Trip and fall accidents can have serious and painful consequences for the victim. Although this type of accident may seem minor, the injuries that result can leave you with a lifetime of pain and disabilities. At Therman Law Office, our seasoned team of Chicago premises liability lawyers has confidently assisted numerous victims with asserting their rights following a trip and fall injury.
As a recent appellate opinion demonstrates, many of these accidents take place on a city-owned property. The plaintiff in the action brought a negligence claim against the City of Aurora, alleging that she was injured when she tripped in a depression located in a section of asphalt in a parking lot at a train station.
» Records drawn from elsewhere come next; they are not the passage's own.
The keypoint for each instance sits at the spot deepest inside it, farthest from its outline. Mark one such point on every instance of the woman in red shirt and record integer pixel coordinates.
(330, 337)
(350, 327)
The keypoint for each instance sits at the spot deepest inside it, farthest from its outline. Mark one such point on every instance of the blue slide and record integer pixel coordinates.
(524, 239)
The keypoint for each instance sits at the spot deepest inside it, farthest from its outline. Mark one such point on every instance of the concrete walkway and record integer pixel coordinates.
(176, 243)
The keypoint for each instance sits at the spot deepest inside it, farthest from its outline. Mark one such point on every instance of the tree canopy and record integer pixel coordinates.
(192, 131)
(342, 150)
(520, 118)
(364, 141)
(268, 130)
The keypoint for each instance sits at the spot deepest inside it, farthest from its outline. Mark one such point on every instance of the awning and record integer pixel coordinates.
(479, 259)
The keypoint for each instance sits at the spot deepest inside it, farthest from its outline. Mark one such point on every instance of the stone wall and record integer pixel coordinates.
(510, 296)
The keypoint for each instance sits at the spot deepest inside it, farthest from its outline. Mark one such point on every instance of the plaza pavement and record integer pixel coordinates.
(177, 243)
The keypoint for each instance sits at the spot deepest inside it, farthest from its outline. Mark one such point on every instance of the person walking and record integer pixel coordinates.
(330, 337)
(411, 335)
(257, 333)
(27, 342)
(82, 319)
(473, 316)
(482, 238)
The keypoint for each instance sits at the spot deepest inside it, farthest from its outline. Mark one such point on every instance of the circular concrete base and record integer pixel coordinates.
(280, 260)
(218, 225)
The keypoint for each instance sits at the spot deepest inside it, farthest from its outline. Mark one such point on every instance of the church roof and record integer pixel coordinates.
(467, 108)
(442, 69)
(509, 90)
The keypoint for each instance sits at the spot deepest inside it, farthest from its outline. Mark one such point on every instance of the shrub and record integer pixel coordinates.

The jury initially returned a verdict in her favor, but the court intervened due to one of the responses that the jury provided on its special verdict form. The question asked whether the depression in the asphalt had a vertical difference of 1.5 inches or less, and the jury responded yes to this question. The court concluded that as a result of this response, the dangerous condition was de minimis and entered a judgment in favor of the defendant.
The plaintiff filed a motion to reconsider its decision, but the court denied the motion, restating that the defendant had no duty to guard against de minimis hazards. The plaintiff appealed, alleging that the lower court erred in providing the special interrogatory to the jury and that the question the court used to enter a verdict in favor of the defendants was not dispositive of the ultimate fact of whether the depression was a dangerous condition on the property. The plaintiff also argued that there were aggravating factors at play that rendered the depression a dangerous condition, even if it was 1.5 inches or less in height difference from the surrounding asphalt. More specifically, the plaintiff alleged that the aggravating factors consisted of a high-volume pedestrian area at the train station that made it more difficult to notice the depression.